Caspase‐3 IHC of tumours from Lgr5 Apc and Lgr5 Apc Huwe1 mice either untreated or treated with 7.5 mg/kg cisplatin 6 h post‐treatment. Arrows identify caspase‐3‐positive cells. Scale bars = 50 μm.
Quantification of cisplatin treatment showing a significant increase in apoptosis in Huwe1‐deficient tumour cells (Mann–Whitney, n = 3 versus 5). Data plotted are mean and SD.
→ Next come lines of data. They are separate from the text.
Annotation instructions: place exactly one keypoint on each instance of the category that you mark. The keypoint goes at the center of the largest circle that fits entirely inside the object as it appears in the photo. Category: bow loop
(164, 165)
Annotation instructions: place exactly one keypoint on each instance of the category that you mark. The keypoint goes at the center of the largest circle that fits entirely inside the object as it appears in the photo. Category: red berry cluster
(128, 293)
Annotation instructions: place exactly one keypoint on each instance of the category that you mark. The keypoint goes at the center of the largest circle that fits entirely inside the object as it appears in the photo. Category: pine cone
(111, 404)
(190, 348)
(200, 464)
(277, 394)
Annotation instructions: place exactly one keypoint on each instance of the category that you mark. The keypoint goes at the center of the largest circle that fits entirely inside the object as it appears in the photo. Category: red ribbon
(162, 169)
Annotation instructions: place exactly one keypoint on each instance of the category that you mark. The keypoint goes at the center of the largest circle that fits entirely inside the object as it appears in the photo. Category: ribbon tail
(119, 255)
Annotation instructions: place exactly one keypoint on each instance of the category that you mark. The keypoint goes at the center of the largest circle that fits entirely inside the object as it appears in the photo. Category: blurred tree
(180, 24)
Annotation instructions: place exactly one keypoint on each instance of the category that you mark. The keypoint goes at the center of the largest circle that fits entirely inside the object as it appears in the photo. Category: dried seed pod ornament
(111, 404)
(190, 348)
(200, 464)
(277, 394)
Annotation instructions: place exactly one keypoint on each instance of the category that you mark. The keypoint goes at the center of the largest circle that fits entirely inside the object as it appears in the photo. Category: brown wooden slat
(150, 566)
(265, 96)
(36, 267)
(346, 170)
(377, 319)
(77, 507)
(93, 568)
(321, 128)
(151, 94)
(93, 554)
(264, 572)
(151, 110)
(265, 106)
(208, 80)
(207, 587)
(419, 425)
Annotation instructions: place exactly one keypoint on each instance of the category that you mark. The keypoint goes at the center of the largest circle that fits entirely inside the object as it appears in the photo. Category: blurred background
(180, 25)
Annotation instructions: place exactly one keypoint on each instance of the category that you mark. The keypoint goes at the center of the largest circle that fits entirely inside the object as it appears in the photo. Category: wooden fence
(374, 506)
Comparison of somatic mutation rate (mutations/Mb) between human tumours carrying HUWE1 mutations or not. Note the significant increase in mutational burden in HUWE1‐mutated tumours (Mann–Whitney, P = 0.0002, n ≥ 15). Data plotted are mean and SD.
Comparison of somatic mutation rate (mutations/Mb) between human tumours carrying HUWE1 mutations or not grouped according to MLH1 status. Note that the increased mutation rate is found primarily in tumours where MLH1 is not silenced indicating increased mutation rate (and HUWE1 mutation itself) is not due to silencing of MLH1 (Mann–Whitney, P = 0.0007, n ≥ 11). Data plotted are mean and SD.
Survival analysis of colorectal cancer patients treated with adjuvant chemotherapy divided by HUWE1 expression levels. Note the lowest HUWE1‐expressing quartile of patients respond significantly better to chemotherapy.
Survival analysis of colorectal cancer patients not treated with adjuvant chemotherapy divided by HUWE1 expression levels. Note the lowest HUWE1‐expressing quartile of patients do not survive significantly longer than those expressing higher levels of HUWE1 if not treated with chemotherapy.